As before, create a JSON file named prag_tagging.json with a similar content, replacing the paths to the taggers' artifacts directories and model parameter files accordingly.

Running majority voting baseline

Parsing

./run_majority.py with prag.json corpus.lang={lang} word_emb_path=aligned_fasttext/wiki.multi.min.{lang}.vec -f

Tagging

./run_majority_tagging.py with prag_tagging.json corpus.lang={lang} \
  word_emb_path=aligned_fasttext/wiki.multi.min.{lang}.vec -f

Running PPTX baseline

Parsing

./run_pptx.py with prag prag.json artifacts_dir=pptx_artifacts corpus.lang={lang} \
  word_emb_path=aligned_fasttext/wiki.multi.min.{lang}.vec

Tagging

./run_pptx_tagging.py with prag prag_tagging.json artifacts_dir=pptx_tagging_artifacts corpus.lang={lang} \
  word_emb_path=aligned_fasttext/wiki.multi.min.{lang}.vec

Running our method (uniform LOP weights)

Parsing

./run_pptx.py with prag_gmean prag.json artifacts_dir=gmean_artifacts corpus.lang={lang} \
  word_emb_path=aligned_fasttext/wiki.multi.min.{lang}.vec

Tagging

./run_pptx_tagging.py with prag_gmean prag_tagging.json artifacts_dir=gmean_tagging_artifacts corpus.lang={lang} \
  word_emb_path=aligned_fasttext/wiki.multi.min.{lang}.vec

Learning the LOP weights

Parsing

./learn_weighting.py with prag.json artifacts_dir=lopw_artifacts corpus.lang={lang} \
  word_emb_path=aligned_fasttext/wiki.multi.min.{lang}.vec -f

Tagging

./learn_weighting_tagging.py with prag_tagging.json artifacts_dir=lopw_tagging_artifacts corpus.lang={lang} \
  word_emb_path=aligned_fasttext/wiki.multi.min.{lang}.vec -f

Running with learned LOP weights

Parsing

./run_pptx.py with prag_lopw prag.json artifacts_dir=lopw_artifacts overwrite=True \
  corpus.lang={lang} word_emb_path=aligned_fasttext/wiki.multi.min.{lang}.vec \
  load_src2ws_from=lopw_artifacts/src2ws.yml

Tagging

./run_pptx_tagging.py with prag_lopw prag_tagging.json artifacts_dir=lopw_tagging_artifacts overwrite=True \
  corpus.lang={lang} word_emb_path=aligned_fasttext/wiki.multi.min.{lang}.vec \
  load_src2ws_from=lopw_tagging_artifacts/src2ws.yml

(Optional) Sacred: an experiment manager

Almost all scripts in this repository use Sacred.
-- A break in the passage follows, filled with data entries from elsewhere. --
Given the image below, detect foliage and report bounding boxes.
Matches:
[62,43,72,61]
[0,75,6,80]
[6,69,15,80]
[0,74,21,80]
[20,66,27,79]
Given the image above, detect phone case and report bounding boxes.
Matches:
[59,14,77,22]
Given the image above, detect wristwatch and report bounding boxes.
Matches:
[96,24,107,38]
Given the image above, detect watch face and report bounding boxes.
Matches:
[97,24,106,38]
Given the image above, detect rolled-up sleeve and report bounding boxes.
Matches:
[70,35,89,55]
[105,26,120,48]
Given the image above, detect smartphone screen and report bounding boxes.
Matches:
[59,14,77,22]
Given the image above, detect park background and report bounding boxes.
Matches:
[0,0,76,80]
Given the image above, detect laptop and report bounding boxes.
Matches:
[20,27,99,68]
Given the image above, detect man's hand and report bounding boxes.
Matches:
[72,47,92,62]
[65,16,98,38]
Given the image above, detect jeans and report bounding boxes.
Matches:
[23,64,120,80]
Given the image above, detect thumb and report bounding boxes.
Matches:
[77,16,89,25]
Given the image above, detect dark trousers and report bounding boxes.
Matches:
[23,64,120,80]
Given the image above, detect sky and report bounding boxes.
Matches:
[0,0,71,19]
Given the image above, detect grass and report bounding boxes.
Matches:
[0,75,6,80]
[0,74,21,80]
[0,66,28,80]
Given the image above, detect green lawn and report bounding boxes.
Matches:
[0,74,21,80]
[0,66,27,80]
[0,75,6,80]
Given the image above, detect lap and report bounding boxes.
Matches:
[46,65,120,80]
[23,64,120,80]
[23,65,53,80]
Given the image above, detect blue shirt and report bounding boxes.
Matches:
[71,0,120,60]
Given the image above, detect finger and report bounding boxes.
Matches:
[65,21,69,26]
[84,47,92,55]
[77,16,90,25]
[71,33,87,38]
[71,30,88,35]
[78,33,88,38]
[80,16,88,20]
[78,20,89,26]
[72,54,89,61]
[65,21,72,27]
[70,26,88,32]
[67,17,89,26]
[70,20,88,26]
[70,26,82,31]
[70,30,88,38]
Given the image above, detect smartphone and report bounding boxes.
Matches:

The scripts are written so that you can store all about an experiment run in a MongoDB database. Simply set environment variables SACRED_MONGO_URL to point to a MongoDB instance and SACRED_DB_NAME to a database name to activate it. Also, invoke the help command of any such script to print its usage, e.g., ./run_parser.py help.